Fewer cars, more smog: Delhi policy fails to dent pollution
- Published
The traffic figures suggest Delhi's radical scheme to cut pollution is working to cut congestion but is it making the city's air any less toxic?
According to my own, admittedly unscientific survey the answer would seem to be a very clear no.
The new year saw the introduction of what the authorities in the Indian capital call an "odd-even" number plate scheme. It is a pretty simple idea: number plates that end in an odd number can only drive on odd-numbered days, even numbers on even-numbered days.
In theory that should halve traffic numbers, but a host of exemptions means many more than half the nearly nine million vehicles registered in the city can still take to the roads every day.
Nevertheless congestion is noticeably down, and very pleasant that is too.
But sadly the same doesn't appear to be true of air pollution - the target of the new restrictions.
'Worse than Beijing'
The scale of Delhi's pollution problem was put in stark relief in early December when Beijing - the notoriously smog-bound Chinese capital - declared its first ever red alert for pollution.
The Chinese authorities issued an alarming citywide health warning. Beijing residents were advised to wear masks and avoid any strenuous exercise, while many schools and industrial operations were shut down.
I had just bought myself a portable air quality meter and wanted to know how the city I had recently moved to with my wife and four young children compared.
The results were very shocking. Delhi had pollution levels some 50% higher than Beijing - 15 times the safe limit - yet there had been no public warnings of the health dangers, and no restrictions imposed of any kind.

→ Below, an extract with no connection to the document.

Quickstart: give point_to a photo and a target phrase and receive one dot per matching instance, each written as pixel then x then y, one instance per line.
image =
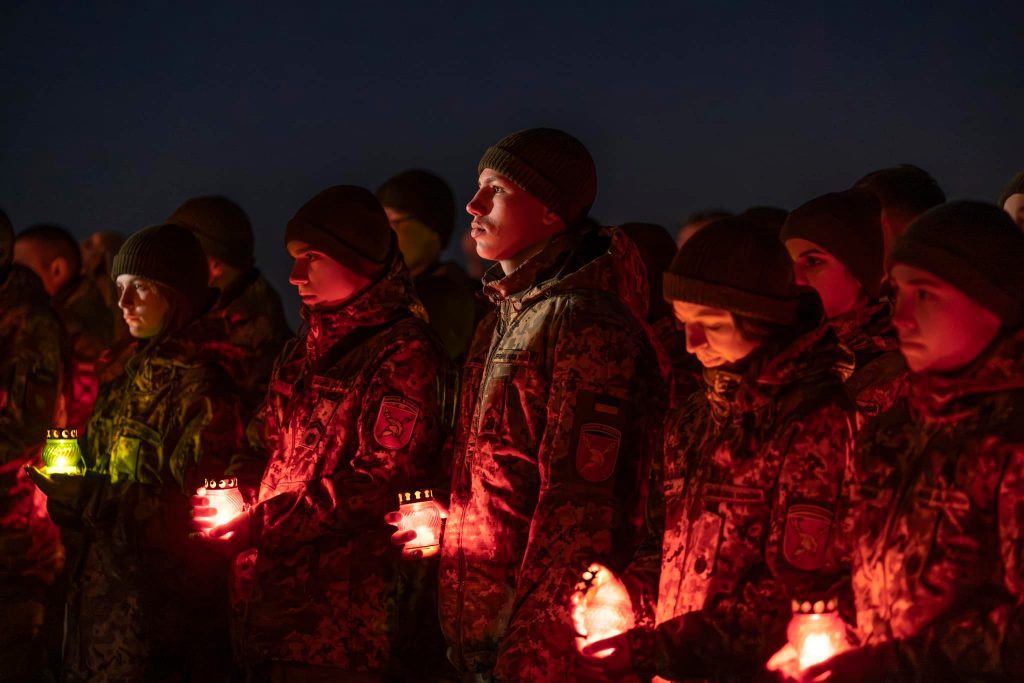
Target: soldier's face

In that context the odd-even scheme - and the clutch of other restrictions on cars and trucks in the city - are great news for Delhi residents like us. At last the city is actually doing something.
But is it working?
'Airpocalypse'
In the weeks before Christmas I went out to the epicentre of what Twitter has dubbed Delhi's "airpocalypse" - the snarl of motorways around Anand Vihar, on the edge of the city.
The air quality meter that was recently installed here regularly records figures for the most dangerous particulate pollution - the miniscule PM2.5 particles - way in excess of the 25 micrograms per cubic metre the World Health Organization has decreed is the safe limit.
On the morning I visited, my little pollution monitor recorded just over 400 micrograms of PM2.5 particles per cubic metre - that's 16 times the limit.
The new restrictions came in with the new year and early results suggest they have successfully cut car usage. The police report that they have only caught a couple of thousand people evading the scheme, while Delhi's transport authority says that 700,000 additional public transport journeys were made on the first full working day.
Certainly there were many fewer traffic jams as we drove out to Anand Vihar to repeat our experiment. But the air was ominously smoggy: the app on my phone described the weather simply as "smoke".
And sure enough, when I turned the meter on the numbers flickered up to almost 500 micrograms of those nasty PM2.5 particles per cubic metre - significantly higher than before the new restrictions and 20 times the safe limit.
No magic wand
So what does that tell us?
Not a lot, as any scientist will tell you - though my readings are confirmed by the new network of pollution monitors in the city. But it does suggest that there is no magic wand to solve Delhi's pollution crisis.
If the Indian government really wants to tackle pollution, it is going to have to do a lot more than just cut car numbers in the city.
There are the vast coal-fired power stations that supply electricity to Delhi's 25 million-strong population, the fires of litter and cow dung the city's poorest people use to stay warm in winter, and then the stubble burning in the fields around the Indian capital.
But the biggest challenge may be summoning the political will to take serious action.
The traffic restrictions were brought in by the city authorities. Delhi is run by the Aam Aadmi Party, a bitter rival to Indian Prime Minister Narendra Modi's Bharatiya Janata Party (BJP).
The BJP has already dismissed the anti-pollution drive as pointless.
"If you are interested only in headline grabbing, then I can give crazy orders, but if you want real solutions, then real solutions lie in improving the quality of fuel and improving the quality of the engines of cars," Prakash Javadekar, India's Environment Minister, said.
I suspect that means that one of my children and I will have to continue to take the steroid inhaler that keeps our asthma under control for some time to come.